I’ll continue with Tryavna. Wandering the streets, I’ve noticed these beautiful old cars:
I had a nice feeling walking the streets on Saturday. Like in Romania, people sat at the front gate and talked with their neighbors. Here, in front of the grocery store, or there, next to the orange car, laughing while scratching a lottery ticket. Who knows when the luck strikes you?

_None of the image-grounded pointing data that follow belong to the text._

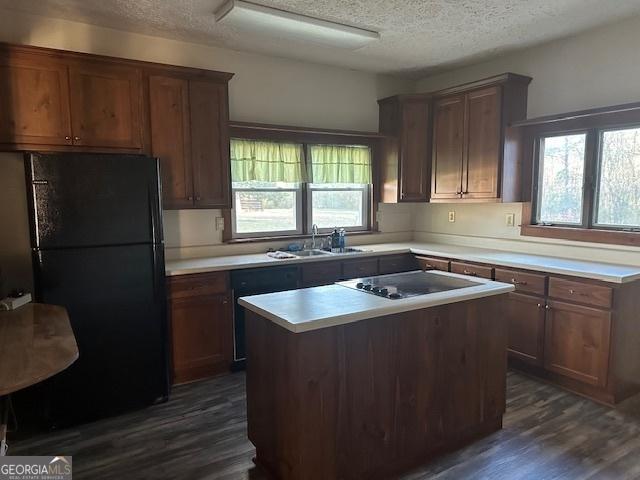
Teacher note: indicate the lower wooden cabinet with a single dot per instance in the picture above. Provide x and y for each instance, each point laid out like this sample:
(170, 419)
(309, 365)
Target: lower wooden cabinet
(320, 273)
(201, 312)
(577, 342)
(472, 270)
(397, 263)
(430, 263)
(367, 267)
(525, 319)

Another similarity with our southern villages habits (after all, my grandparents’ village is only 300 km away - I think) is to put a kind of announcement at the entrance when somebody from the family dies. The difference is the material used. We use a piece of wood or cloth; the Bulgarians use a plasticized paper.
I left Tryavna to visit another village with old restored houses: Arbanasi.
It is located up on a hill from where you have a beautiful panorama over Veliko Tarnovo. I liked the narrow streets here and the fences made of yellow rocks. Unless you met another tourists, the streets were empty. The houses and churches are from XVII-XVIII centuries.
It’s an open air huge museum. Behind the high fences, the back yards are lovely. The walls are made of the same yellow rocks, at the floor they use wood.
I was very pleasantly surprised to find out that one of the most beautiful houses – Bakgarka Ethnographic Complex - was once owned by Romanian ruler Constantin Brancoveanu (1688-1714). He received Bulgarian refuges in his Romanian homes after the Chiprovtii Riot. Over the years, in this house was a school, children’s hospital and shelter for Atos monks. It’s like a fortress. Now, it is shelter for a wolf, I don’t know how he got there.